Painted on a piece of ship's board, and displayed in the parish church, the work represents the Armada's crescent formation as a dragon - a beast recognisable to everyone at the time as diabolic.

The verses (detail below) compare the Spaniards to pharaoh's hosts¹: English propaganda frequently likened the English to the Israelites, and Elizabeth to Old Testament judges and prophet.

Spaine's proud Armado with great strength and power, Great Britain's state came gapeing to devour, This Dragon's guts, like Pharaos scattered hoast, Lay splitt and drowned upon the Irish coast. For of eight score save too ships sent from Spaine, But twenty-five scarce sound return'd again.

Spaine's proud Armado with great strength and power
Great Britain's state came gapeing to devour,
This Dragon's guts, like Pharaos scattered hoast,
Lay splitt and drowned upon the Irish coast.
For of eight score save too ships sent from Spaine
But twenty-five scarce sound return'd again.

Despite the inaccuracies of the painter's geography, the work is a reliable guide to the origins of some false conceptions.
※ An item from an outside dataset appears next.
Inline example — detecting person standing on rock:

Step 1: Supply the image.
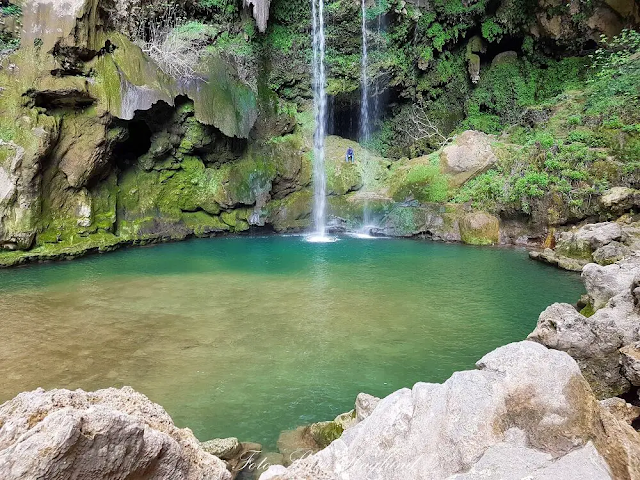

Here it demonises the enemy, and displays some of the misrepresentations that English tradition came to treat as fact. Also, the size of the Armada is exaggerated, and the Armada's losses wildly over-estimated. In reality, only 21 ships are known to have been lost on the coasts of Scotland and Ireland.

Even allowing for undocumented losses, a high proportion of the ships of the Armada - up to five-sixths of them - returned home. Most of the principal fighting ships escaped. In some ways, the outcome of the campaign left Spain stronger than before - the prodigious resources and shipbuilding capacity of the monarchy ensured that within a few years the lost ships had been replaced by better, stronger models, and much of the 'Spanish main' was refortified.

After the Armada, Spain's record of victories at sea continued, and was not seriously reversed until the 1630s. English successes at sea, by contrast, became rare. Spain even launched more Armadas (in 1596 and 1597); but the weather continued to protect Britain against them.

Footnote
¹ The army of the Pharaoh of Egypt that pursued Moses and the Israelites out of Egypt. The Book of Exodus refers to the Red Sea parting, enabling the people of Israel to cross. When the Pharaoh and his army came after them, the sea closed over them, drowning them.